The reality, however, turned out to be a movie that was less thrilling to a lot of critics than the title might imply. When I revisited it recently, I saw a film whose ‘B’ movie narrative was composed of a lot of western tropes juxtapositioned with a lot of science fiction tropes. In fact, it was wall-to-wall tropes everywhere I looked. Cowboys & Aliens is not the first time I have seen a film that seemed as if it was patched together entirely out of well-used tropes or cliches, and that doesn’t necessarily doom it to be a terrible film. After all, what are cliches? They are classic caricatures or situations that are well-worn for a reason; they are well-used because they work, and it’s up to the writers, actors, and or director to make them feel fresh, and not used up and stale.
I contend that Cowboys & Aliens succeed in doing this. I found the film, for the most part, to be a pleasant ride that coasts along at a good pace on, what is admittedly, sometimes a bumpy ride. I’m not saying its perfect, but few genre films are. What I am saying is, for the most part, this is an enjoyable, entertaining film.

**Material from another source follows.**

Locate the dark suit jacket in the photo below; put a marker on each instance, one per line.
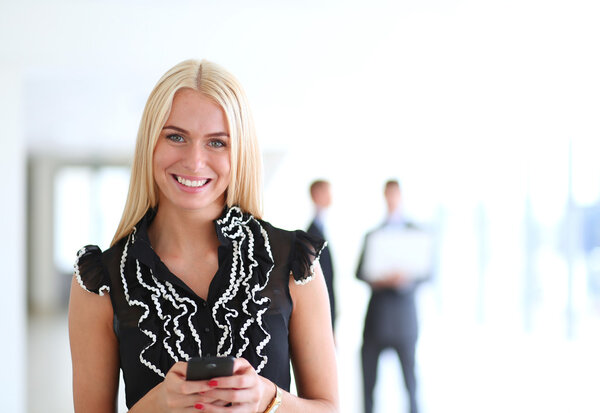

Cowboys & Aliens is a 2011 American science fiction/western film directed by Jon Favreau and starring Daniel Craig, Harrison Ford, Clancy Brown, Olivia Wilde, Keith Carradine and more. Based on the 2006 graphic novel of the same name created by Scott Mitchell Rosenberg. The plot revolves around an amnesiac outlaw (Craig), a wealthy cattleman (Ford), and a mysterious traveler (Wilde) who must ally to save a group of townspeople abducted by aliens.
The film mostly succeeds in pulling off its goal of being an entertaining, action-packed adventure/mystery with some unique, memorable moments such as Craig’s ‘showdown’ with the alien airship. In fact, Craig as the super macho amnesiac Jake Lonergan is instrumental in making this film as enjoyable as it is, as well as Harrison Ford’s turn as the wealthy landowner that has been a staple of westerns pretty much since they began. There’s nothing extraordinary about Ford’s portrayal, but it doesn’t stink out loud.
Olivia Wilde for her part fills the role of the mysterious, sexy, strong, and brave female/damsel in distress, who also has a secret that turns out to be the movie’s big plot twist.
The film also boasts other western tropes, (in for a penny, in for a pound seems to be the thinking here) and also includes the requisite pissed off Apache Native Americans, and even a Mexican bandit or two after all, what’s a western without them?
Beyond that, all the parts are in place, and production quality is excellent across the board. The aliens are suitably creepy and formidable, and their technology is suitably futuristic and alien with interesting takes on the ships they fly and the damage they can inflict when they choose to use it. The special effects are above standard for this sort of film.
Cowboys & Aliens does an excellent job at bringing it source material to the screen, and even though it becomes apparent at times its based on an average comic book that could have been better, it’s still an enjoyable film. Maybe its time to watch it again.